Siamo già nell’era dei Videofonini e di Youtube, la fotocamera è ormai un must; bisogna riprendere tutto, o almeno esser pronti a farlo. Nel cellulare entrano Skype, messenger, facebook, finanche la Televisione; ed ecco il nuovo sforzo lessicale, s’arriva al TV-Fonino, con i canali Sky che vanno in diretta, basta alzare l’antenna. E poi, c’è anche la modalità “Navigatore Satellitare”, basta scaricare il programma o collegarsi a GoogleMaps. Il tempo di digitare un numero di telefono non c’è più, si passa alla chiamata vocale, e si risponde col dispositivo bluetooth auricolare.
Finché, nel 2007, Apple decide di porre fine alla tiritera Tele-Video-Smart-Tv-fonino; crea e lancia sul mercato l’I-Phone, il non plus ultra della tecnologia mobile: touchscreen, con applicazioni che vanno dalla livella al segnalibro, al GPS, a termometro per la pasta; e sì… chiama anche. Per accaparrarselo, il giorno del suo esordio sugli scaffali, a NY, si fa la fila, ci s’accampa davanti alle saracinesche dei negozi, anche 72 ore prima dell’ora I, I-Phone.
Conclusione
Non potendoci soffermare oltremodo, trattando degli studi sulle controindicazioni ad un’eccessiva esposizione alle onde elettromagnetiche prodotte dal cellulare, chiudiamo parlano dei fenomeni sociali generati dall’utilizzo di questo.
Gli psicologi della nostra epoca vedono, nel suo utilizzo eccessivo, un finto mezzo per gestire la solitudine e l’isolamento e che anzi, isola ancor di più chi su questo fa grande affidamento poiché annulla la percezione dell’importanza delle relazioni umane sminuendole a pillole virtuali, gli sms, che generano l’illusione d’aver vicine persone invece lontane e non solo, conduce finanche alla “dipendenza”, chiamata “keichu” dai cinesi, i primi a risentire del problema ed approfondire quindi l’argomento. E poi, come dimenticare che i codici della strada di mezzo mondo ne vietano l’utilizzo durante la guida, essendo diventato ormai una delle principali cause di incidenti stradali.

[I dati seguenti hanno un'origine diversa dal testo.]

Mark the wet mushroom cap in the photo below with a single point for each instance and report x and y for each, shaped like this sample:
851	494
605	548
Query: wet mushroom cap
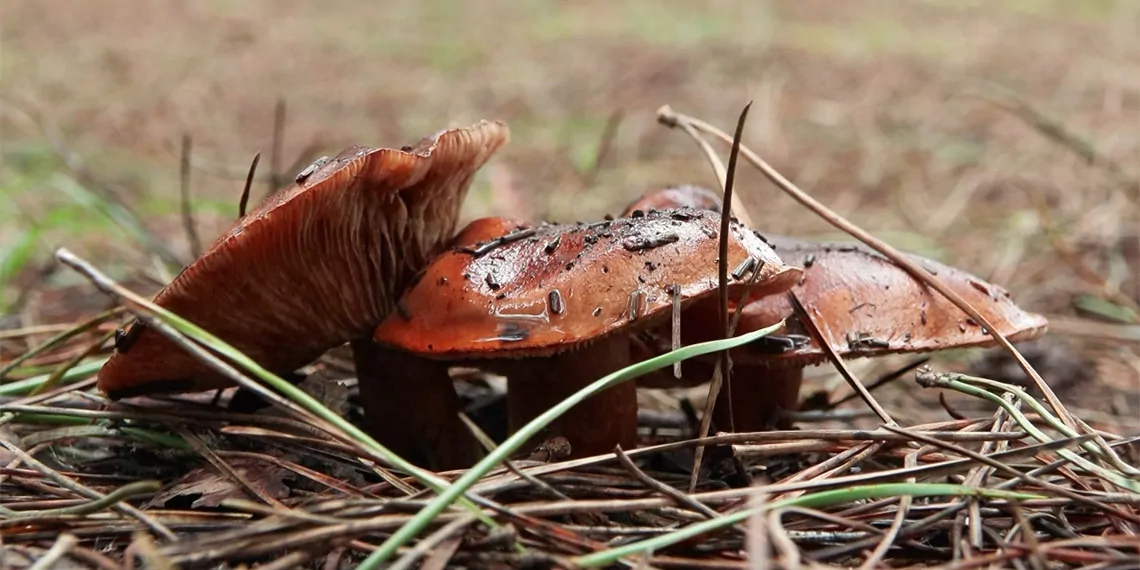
319	262
866	306
542	290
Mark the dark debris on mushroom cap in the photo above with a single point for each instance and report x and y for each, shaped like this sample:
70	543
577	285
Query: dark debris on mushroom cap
318	262
602	277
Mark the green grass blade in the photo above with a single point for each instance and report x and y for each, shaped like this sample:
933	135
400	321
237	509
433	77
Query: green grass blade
815	499
76	373
424	516
303	399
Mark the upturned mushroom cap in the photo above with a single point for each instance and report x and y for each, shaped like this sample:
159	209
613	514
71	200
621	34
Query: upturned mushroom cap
677	196
543	290
866	306
863	303
319	262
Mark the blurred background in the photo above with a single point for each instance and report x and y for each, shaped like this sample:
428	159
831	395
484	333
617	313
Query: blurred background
996	136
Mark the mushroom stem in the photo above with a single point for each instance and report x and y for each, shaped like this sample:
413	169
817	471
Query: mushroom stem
758	396
413	408
593	426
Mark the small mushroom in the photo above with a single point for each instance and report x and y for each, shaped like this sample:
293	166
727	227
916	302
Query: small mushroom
552	309
863	304
320	262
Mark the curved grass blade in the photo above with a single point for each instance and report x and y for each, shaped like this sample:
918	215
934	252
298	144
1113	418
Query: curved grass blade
424	516
815	499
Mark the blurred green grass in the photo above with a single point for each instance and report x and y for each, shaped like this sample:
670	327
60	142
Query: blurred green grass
861	102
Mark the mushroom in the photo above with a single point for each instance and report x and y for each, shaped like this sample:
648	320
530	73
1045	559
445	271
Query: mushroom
320	262
863	304
551	307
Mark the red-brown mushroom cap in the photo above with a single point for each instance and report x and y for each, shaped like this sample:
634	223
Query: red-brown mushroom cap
865	306
547	288
319	262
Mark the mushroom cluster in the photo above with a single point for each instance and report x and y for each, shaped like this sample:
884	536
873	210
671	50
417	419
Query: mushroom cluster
363	250
552	308
319	263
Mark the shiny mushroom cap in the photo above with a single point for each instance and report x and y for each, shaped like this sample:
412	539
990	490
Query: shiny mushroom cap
319	262
677	196
544	290
866	306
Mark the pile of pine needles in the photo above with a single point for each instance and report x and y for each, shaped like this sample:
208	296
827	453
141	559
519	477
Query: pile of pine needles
177	482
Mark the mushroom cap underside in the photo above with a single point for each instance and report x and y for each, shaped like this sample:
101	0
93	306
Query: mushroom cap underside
317	263
547	288
864	306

Un’ultima riflessione: Se solo utilizzassimo ogni cosa, per la ragione che ne ha determinato l’esistenza, e basta, non staremmo a parlare di questo; non tutto va assecondato, non tutte le esigenze vanno soddisfatte; ma il mercato dice altro, e noi, questo mercato, lo facciamo o lo subiamo, gli diamo nuova forma, od assumiamo la forma che vuol darci lui?